Elle a d'abord un aspect national . Les opérations extérieures seront désormais distinguées en opérations courantes - prises en charge intégralement sous enveloppe budgétaire - et les opérations exceptionnelles - expressément reconnues comme telles par décision du Chef de l'État, chef des armées - qui seules peuvent donner lieu à couverture supplémentaire par voie de collectif budgétaire.

D'ores et déjà une dotation prévisionnelle de 260 millions de francs a été inscrite dans le budget en projet pour financer les opérations courantes. Il est, en outre, prévu d'affecter au financement des opérations les recettes sur fonds de concours. Ces coûts, jusque-là couverts par un apport supplémentaire par collectif, grèvent donc maintenant d'emblée les dotations budgétaires.

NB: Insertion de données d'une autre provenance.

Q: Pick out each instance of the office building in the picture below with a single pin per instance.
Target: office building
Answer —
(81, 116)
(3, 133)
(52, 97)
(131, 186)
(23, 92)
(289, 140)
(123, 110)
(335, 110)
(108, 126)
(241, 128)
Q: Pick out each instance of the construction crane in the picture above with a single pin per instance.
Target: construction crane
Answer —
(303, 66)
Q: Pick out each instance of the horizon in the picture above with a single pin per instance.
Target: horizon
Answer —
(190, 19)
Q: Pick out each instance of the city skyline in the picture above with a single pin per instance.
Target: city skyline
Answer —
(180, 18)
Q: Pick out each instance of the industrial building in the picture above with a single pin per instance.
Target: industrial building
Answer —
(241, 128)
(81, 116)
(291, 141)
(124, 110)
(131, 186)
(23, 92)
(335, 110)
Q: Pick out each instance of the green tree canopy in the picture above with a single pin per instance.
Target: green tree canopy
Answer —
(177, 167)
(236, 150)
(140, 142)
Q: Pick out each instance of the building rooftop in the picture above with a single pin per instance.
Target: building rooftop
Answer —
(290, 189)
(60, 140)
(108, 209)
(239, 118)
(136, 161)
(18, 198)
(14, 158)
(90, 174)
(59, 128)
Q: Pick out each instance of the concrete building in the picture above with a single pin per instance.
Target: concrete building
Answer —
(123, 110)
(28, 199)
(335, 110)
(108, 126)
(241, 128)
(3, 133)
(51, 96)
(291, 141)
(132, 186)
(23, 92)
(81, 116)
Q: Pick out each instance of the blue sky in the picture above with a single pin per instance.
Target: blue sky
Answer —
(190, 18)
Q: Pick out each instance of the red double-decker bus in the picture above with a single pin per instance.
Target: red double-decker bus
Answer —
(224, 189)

Au plan international , les opérations menées sous l'égide de l'OTAN - opérations en ex-Yougoslavie - ne donnent pas lieu, à la différence de celles menées sous mandat de l'ONU, à remboursement.

La seconde vise à réduire les dépenses.

C'est le but recherché par la révision du régime de solde à l'étranger , réalisée par un décret en date du 1 er octobre 1997.

On rappelle, en effet, que les dépenses de rémunérations représentent une part appréciable du coût total de ces opérations.

Désormais, pour les personnels participant aux opérations extérieures, l'ensemble des majorations antérieures sera remplacé par une indemnité unique égale, quel que soit le territoire, à une fois et demi la solde budgétaire.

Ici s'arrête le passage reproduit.